А речь у нас шла о том, как нам нужно писать. Как сделать так, чтобы осторожность не переходила в засушливость. Речь шла о том, что нужно ближе, лучше, смелее, свободней чувствовать жизнь и уметь ее передавать. Вот, например, такой характерный и значительный факт: среди моряков на кораблях появилось настроение — проситься в армию, потому что здесь война «не такая», а армия, наверно, нуждается в подмоге. Об этом писать или не писать. Ведь это сама жизнь. А у него готовая формула: «Не давай трибуны вредным настроениям». Или вот вопрос: как лучше рассказать о моряке, по характеру человеке неуравновешенном, страдающем «партизанщиной», но безусловно храбром, дельном, полезном в любом боевом организме?.. Разве война не вызывает размышления? Война не только действие, но и размышление. Для того чтобы правильно действовать, нужно немало думать. И полагаю, именно этого от нас ждут.
А этот журналист-футболист, может, и есть хороший командир, но, согласимся с ним самим, плохой философ. Его идеал журналистики — «литературный портрет», потому что сей литературный портрет сохраняет шансы впоследствии попасть в какой-нибудь сборник.
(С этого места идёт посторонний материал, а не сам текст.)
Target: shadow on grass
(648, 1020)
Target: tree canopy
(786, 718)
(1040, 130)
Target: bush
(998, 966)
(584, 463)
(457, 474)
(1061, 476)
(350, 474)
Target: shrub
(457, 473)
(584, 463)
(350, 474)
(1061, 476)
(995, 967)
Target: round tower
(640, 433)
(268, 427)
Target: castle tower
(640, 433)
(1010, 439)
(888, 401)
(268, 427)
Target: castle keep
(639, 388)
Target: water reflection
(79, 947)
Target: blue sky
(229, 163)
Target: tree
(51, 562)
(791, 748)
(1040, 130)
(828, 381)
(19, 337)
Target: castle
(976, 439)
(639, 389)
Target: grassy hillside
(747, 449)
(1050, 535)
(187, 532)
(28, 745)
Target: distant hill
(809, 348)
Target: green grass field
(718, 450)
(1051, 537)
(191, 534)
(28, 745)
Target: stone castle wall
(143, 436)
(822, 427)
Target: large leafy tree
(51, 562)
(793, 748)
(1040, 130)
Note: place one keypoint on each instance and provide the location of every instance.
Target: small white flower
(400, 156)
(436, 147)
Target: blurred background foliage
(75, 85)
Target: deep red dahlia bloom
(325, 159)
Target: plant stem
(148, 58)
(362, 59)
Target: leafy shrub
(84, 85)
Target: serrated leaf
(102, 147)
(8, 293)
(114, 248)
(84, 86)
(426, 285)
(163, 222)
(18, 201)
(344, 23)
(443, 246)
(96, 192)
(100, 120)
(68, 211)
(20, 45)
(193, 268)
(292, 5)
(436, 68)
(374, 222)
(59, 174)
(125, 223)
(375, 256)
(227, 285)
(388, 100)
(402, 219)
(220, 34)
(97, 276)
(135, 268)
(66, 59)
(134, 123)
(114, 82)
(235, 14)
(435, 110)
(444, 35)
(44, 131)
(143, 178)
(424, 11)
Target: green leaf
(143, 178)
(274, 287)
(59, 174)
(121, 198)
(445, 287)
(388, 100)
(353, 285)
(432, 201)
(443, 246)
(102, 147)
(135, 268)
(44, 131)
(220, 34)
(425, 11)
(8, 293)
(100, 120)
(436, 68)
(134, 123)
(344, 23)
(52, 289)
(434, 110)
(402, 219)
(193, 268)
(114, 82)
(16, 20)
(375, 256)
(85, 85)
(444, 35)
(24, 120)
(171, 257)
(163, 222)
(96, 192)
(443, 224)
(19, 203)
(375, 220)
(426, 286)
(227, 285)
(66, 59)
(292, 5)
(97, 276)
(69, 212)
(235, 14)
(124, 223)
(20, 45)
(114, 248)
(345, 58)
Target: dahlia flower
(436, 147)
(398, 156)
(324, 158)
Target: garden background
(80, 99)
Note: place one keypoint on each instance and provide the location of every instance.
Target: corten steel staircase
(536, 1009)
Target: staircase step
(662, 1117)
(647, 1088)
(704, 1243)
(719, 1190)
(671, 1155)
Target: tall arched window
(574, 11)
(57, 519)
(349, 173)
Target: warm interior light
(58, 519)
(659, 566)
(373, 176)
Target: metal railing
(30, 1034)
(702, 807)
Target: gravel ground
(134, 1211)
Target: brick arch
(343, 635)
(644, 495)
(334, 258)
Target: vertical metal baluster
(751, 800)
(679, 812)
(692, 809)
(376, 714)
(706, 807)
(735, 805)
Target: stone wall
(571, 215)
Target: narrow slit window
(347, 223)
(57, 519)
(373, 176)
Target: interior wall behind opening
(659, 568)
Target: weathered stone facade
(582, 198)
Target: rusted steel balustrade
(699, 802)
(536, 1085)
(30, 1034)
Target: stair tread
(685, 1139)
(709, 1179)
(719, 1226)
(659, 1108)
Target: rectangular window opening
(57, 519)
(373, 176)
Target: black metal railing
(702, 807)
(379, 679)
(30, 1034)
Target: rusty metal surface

Об этом обо всем — и о том, что и теперь он иногда играет за команду «Динамо», и о том, что за время войны он безусловно соберет комплект «литературных портретов» для отдельного сборника, — обо всем этом тов. К. беззастенчиво и назидательно говорит…
На летучке в редакции я критиковал редактора (заместителя нашего главного редактора), без чувства меры правившего мою статью. Я говорил о том, как увлечение красивым словом может испортить дело. Тов. Ю., правивший статью, может быть, из опасения недооценить достоинства того командира, о котором я писал, пустил в ход убедительный и щедрый эпитет. Читаю свою статью и вижу — написано: «…высокая требовательность к людям…» Буквально через три строки опять: «…воспитывает у них высокую ответственность». Еще через несколько строк снова: «Высокая требовательность». Далее: «Добивается высокой натренированности личного состава». Далее: «Высокий пример выполнения уставов и приказов» и т. д.
Тов. Ю. — человек тихий, трудолюбивый, симпатичный, но, что поделаешь, никто другой не говорит об элементарных требованиях к языку газеты, как избегать засушливости, как говорить о «высоких» примерах воинской доблести без лишних пышных слов?
Вопрос назревший и очень важный. Мое замечание, думаю, не пройдет без пользы для дела. Пришлось сослаться и на другие примеры. И вижу, что мое выступление не понравилось. Тут, в редакции есть группа людей, кадровых работников, которым вообще не нравится наше активное участие в работе газеты. Им не нравится и директивное покровительство литераторов-профессионалов, и, как мне кажется, действительная симпатия к «варягам» главного редактора «Красного черноморца» тов. Мусьякова. А мы — сила теперь солидная! За редакцией «Черноморца» и за Политическим управлением ЧФ числятся прибывшие в разные сроки (кроме тех, что вместе со мною работали здесь еще до 22 июня по истории кораблей ЧФ): Саня Ивич, Женя Чернявский, Лева Длигач, Толя Луначарский, Лазарь Лагин, Александр Ромм, Август Явич, Ян Сашин, наш «старик» Василий Дмитриевич Ряховский, художник Леня Сойфертис, Решетников, Дорохов… Да, еще Гайдовский! Петр Сажин!